This is a series I’m genuinely surprised I hadn’t heard about sooner. It’s right up my alley – young adult, vaguely supernatural, lots of mystery, everything about this series has me written all over it. It’s even been out for a couple of years! Still not sure where the ball dropped for me on this one.
A broad overview: our main character is Blue Sargent, a teenage non-psychic living in the Shenandoah Valley near a prep boarding school (Aglionby) full of boys she broadly cannot stand. It’s a real town/gown situation, but for high schoolers. Blue lives with her mother and assorted aunts and cousins, all psychics except her. The town exists on a ley line, which helps power the psychics, and Blue herself acts as an amplifier for her family’s abilities. She’s brought along with an aunt to an annual death watch (I dunno what else to call it) – a night when the spirits of everyone who will die in the town in the upcoming year appear along the ley line. She spots a boy in an Aglionby uniform and that sets off her relationship with a group of four boys from this school she hates: Richard Gansey III, Ronan Lynch, Adam Parrish, and Noah. The boys are on a supernatural hunt of their own, with Ganesy leading the charge in the search for the sleeping Welsh king Glendower. Everyone has secrets (some cooler than others), there’s a lot of magic, love triangles, drama, near-death escapes, and I honestly adored it.

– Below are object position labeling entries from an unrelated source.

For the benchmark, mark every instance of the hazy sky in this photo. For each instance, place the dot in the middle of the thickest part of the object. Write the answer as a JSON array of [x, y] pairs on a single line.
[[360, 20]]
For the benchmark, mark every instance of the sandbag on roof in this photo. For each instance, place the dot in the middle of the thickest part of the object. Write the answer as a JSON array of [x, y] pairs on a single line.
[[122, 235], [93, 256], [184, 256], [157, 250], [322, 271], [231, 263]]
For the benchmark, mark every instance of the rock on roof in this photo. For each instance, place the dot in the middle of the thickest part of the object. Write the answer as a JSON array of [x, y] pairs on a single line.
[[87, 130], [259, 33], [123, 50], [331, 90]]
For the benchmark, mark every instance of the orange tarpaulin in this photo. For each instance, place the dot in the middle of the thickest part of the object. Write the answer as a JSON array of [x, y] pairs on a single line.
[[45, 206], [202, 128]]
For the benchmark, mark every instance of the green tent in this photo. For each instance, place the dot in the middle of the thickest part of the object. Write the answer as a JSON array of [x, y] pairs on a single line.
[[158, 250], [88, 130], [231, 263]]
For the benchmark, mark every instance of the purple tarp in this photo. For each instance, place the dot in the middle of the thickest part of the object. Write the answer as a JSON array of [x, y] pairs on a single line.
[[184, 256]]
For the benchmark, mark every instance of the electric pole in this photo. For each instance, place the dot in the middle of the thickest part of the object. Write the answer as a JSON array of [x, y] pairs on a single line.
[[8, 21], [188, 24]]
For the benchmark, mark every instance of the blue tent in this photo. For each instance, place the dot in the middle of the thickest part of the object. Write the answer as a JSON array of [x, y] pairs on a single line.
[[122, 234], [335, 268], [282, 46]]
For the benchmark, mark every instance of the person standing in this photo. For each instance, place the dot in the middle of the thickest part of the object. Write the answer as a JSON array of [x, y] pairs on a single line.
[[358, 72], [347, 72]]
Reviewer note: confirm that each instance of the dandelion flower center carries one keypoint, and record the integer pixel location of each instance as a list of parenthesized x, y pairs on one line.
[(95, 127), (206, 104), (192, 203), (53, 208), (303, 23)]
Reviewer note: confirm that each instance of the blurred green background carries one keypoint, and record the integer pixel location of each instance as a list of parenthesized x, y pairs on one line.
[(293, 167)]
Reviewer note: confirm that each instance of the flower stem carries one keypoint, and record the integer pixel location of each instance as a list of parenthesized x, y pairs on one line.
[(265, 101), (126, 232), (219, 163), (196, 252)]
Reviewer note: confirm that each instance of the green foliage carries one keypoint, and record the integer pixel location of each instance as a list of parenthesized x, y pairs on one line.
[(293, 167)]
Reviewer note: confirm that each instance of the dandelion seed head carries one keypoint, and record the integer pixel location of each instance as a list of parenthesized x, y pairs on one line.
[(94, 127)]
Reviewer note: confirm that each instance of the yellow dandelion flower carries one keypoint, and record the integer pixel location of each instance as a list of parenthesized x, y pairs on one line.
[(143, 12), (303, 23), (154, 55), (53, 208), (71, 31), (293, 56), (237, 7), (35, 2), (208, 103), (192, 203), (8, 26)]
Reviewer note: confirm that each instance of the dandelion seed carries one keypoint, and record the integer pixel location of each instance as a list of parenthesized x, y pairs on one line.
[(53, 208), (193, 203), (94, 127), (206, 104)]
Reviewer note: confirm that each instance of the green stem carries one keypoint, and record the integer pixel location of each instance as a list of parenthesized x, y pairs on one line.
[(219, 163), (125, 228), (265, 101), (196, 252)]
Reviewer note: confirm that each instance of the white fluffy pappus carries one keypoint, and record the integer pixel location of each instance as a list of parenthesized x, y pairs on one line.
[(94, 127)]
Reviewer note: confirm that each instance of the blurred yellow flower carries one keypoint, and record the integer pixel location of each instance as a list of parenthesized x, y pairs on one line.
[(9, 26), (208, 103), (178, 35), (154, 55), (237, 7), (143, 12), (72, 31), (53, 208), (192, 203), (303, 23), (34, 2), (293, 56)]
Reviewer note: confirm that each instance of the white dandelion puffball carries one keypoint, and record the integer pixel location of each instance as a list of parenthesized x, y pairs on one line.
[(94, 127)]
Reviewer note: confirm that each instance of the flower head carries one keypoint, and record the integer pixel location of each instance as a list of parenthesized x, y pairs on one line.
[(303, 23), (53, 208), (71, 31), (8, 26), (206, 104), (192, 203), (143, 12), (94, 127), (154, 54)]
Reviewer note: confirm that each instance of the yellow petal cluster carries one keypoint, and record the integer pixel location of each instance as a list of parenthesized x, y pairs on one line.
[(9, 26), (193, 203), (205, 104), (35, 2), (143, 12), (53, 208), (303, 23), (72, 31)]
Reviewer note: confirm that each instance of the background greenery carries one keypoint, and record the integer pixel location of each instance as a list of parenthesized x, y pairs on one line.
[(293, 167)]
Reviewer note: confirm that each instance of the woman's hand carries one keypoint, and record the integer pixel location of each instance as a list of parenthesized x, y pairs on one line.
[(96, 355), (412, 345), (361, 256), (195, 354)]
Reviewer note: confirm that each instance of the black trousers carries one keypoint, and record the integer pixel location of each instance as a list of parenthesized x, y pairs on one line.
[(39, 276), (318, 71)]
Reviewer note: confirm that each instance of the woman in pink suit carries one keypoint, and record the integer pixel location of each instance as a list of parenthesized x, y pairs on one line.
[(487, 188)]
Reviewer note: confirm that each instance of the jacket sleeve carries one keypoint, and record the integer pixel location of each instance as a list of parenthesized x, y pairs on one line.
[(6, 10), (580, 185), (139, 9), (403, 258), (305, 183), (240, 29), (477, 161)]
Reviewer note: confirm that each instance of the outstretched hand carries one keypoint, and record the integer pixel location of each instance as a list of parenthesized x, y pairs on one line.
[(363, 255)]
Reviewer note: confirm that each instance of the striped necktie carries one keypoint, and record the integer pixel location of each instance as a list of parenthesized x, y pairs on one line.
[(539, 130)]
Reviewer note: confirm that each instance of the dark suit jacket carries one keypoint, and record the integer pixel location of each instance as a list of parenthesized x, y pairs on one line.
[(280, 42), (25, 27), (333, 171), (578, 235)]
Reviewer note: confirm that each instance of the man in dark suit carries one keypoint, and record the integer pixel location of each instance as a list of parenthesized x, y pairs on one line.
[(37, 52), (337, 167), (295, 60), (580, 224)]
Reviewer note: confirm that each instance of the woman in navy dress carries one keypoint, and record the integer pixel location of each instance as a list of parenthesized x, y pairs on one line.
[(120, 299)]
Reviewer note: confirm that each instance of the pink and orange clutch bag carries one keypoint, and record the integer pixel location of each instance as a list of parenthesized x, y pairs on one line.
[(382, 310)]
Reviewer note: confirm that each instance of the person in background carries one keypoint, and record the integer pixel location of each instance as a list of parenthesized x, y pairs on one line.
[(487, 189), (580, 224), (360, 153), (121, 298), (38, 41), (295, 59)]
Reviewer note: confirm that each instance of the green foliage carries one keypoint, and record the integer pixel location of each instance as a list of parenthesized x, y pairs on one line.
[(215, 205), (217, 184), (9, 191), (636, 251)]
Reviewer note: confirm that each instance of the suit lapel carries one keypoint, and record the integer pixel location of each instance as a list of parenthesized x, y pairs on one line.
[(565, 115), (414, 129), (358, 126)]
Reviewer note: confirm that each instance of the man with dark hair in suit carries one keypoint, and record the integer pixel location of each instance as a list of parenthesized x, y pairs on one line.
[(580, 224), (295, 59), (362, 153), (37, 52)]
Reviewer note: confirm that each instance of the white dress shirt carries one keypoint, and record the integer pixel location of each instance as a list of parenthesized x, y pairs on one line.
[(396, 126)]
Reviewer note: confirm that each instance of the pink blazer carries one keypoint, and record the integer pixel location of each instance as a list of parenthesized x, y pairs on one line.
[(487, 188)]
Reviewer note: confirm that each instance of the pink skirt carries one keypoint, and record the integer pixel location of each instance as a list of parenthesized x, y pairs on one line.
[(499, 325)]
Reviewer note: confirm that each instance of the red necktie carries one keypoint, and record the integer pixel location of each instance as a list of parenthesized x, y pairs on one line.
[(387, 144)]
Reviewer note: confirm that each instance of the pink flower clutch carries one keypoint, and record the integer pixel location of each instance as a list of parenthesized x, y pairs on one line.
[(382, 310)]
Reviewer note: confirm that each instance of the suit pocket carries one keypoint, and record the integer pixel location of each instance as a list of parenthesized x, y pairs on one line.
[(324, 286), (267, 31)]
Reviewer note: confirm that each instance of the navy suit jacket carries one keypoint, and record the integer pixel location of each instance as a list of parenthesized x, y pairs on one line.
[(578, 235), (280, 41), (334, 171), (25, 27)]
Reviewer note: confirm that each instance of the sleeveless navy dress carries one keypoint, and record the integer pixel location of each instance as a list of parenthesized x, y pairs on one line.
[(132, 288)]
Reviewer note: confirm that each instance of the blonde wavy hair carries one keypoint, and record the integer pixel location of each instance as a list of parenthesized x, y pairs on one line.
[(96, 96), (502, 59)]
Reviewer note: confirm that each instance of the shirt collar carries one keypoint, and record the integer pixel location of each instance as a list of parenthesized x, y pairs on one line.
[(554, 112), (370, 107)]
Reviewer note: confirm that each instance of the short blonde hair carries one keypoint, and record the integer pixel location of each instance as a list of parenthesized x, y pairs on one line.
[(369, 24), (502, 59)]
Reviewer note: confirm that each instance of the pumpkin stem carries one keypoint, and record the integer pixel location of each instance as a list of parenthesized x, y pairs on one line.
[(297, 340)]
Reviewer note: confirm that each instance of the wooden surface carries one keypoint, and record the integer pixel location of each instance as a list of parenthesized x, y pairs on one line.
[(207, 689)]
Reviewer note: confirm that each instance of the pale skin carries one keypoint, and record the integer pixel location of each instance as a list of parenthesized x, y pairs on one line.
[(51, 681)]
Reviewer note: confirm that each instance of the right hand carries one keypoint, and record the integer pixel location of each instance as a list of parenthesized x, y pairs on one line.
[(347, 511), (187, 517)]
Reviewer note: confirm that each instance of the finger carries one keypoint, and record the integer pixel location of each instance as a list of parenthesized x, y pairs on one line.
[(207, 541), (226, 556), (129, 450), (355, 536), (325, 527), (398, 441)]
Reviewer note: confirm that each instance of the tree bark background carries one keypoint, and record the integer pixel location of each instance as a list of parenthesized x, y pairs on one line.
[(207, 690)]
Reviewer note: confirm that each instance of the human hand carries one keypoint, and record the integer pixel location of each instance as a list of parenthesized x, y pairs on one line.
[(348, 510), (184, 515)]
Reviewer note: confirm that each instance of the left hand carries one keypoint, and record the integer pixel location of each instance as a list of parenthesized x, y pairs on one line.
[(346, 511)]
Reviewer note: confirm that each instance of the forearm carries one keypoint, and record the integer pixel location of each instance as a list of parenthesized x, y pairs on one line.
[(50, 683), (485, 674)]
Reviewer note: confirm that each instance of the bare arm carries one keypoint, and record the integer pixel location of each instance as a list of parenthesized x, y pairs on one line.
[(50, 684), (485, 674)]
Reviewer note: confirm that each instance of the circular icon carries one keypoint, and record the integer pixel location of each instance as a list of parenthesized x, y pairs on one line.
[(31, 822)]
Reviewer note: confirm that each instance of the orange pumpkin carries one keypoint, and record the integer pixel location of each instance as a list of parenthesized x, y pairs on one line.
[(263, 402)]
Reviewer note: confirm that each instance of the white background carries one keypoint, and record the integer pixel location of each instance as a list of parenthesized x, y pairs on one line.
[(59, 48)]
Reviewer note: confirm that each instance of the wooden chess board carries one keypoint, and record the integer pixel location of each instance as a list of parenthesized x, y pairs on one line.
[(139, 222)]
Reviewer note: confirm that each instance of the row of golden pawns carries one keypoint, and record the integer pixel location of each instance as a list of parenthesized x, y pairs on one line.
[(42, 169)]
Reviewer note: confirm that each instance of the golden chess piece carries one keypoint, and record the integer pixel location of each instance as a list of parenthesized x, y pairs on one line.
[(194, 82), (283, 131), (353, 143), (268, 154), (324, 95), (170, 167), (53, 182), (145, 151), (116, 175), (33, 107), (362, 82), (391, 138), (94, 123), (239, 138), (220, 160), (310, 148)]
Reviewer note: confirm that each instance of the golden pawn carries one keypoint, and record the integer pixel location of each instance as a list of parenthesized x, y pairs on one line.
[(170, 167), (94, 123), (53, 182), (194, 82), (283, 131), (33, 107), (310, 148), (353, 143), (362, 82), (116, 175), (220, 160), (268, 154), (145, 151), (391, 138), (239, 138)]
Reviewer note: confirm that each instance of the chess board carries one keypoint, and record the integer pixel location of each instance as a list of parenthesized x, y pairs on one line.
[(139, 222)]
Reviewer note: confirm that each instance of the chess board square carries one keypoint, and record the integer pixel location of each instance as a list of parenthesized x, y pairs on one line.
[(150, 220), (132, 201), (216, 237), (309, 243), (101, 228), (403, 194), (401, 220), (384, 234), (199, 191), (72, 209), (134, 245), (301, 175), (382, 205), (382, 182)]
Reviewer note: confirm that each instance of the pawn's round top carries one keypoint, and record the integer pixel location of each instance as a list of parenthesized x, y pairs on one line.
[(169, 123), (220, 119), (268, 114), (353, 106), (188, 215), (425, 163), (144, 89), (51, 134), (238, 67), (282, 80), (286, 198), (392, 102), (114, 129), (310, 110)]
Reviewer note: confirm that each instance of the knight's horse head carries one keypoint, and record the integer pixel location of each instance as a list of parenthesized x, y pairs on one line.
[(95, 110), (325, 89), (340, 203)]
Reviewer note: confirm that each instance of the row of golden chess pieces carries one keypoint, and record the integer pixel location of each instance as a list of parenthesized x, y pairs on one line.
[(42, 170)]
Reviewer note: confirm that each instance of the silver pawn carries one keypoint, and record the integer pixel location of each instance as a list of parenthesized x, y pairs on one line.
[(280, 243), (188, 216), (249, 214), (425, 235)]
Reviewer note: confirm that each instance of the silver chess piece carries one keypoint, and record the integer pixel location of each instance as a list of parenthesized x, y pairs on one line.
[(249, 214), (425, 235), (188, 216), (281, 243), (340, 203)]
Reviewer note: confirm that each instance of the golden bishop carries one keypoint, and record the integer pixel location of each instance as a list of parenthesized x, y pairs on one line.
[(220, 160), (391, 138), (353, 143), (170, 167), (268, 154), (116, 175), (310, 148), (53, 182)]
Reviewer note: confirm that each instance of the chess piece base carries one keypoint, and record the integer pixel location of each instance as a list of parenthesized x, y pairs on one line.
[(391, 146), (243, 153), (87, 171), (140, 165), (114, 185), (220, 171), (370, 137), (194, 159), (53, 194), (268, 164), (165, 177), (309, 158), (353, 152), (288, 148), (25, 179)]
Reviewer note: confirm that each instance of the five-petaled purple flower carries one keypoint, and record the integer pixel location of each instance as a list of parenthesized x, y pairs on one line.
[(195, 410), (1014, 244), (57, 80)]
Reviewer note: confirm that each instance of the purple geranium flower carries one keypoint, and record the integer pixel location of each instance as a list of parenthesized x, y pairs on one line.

I’ve broadly compared these books to my watch of Sy Fy’s The Magicians in that the first season (book) is a bit of a slog and hasn’t quite figured out its tone or its content or how all its various elements work together but that bit of a mess turns into something kind of beautiful. For the first book and a bit, I was a little eye-rolly with some of the prose. It felt very overwraught and reminded me of nothing so much as when I used to write fan fiction as a teenager and would compose a line or two in my head and then develop a whole chapter or scene for the sole purpose of using that line. After a while, though, Stiefvater lowers the melodrama and lightens up a bit and the books just get fun. Yes there is still total bananas madness going on but they start to feel like the teen books they are, instead of like they’ve been drenched in a baroque interpretation of Victorian gothic. A little more punk, a little less weepy black lace.
The books work so well because the characters are great (and Stiefvater manages to introduce one of my favorites well into book 3, so, well done). There are more iterations of “prep school boy” than I fully realized existed, and I went to prep school. They’re precocious as all get-out and literally nobody talks like that but also I didn’t care because I was having so much fun. The characters are very lovingly drawn – this is an author who genuinely enjoys what’s she’s doing and pours that love back into her work.
The love triangle I could do without. What’s meant to be our kickoff and through-line drama (all her life Blue has been told by her fortune-telling family that she will kill her true love when she kisses him) does not work for me. That’s why I meant by overwraught. It doesn’t go anywhere but it is superseded in importantly (mostly) by other drama, which was a smart decision. There’s another love story in the fourth book that worked much much better for me and I was glad to see that love triangle die
Overall, these are worth your time. I’ll post this and then go scrolling through the archives to see what any of the rest of y’all thought.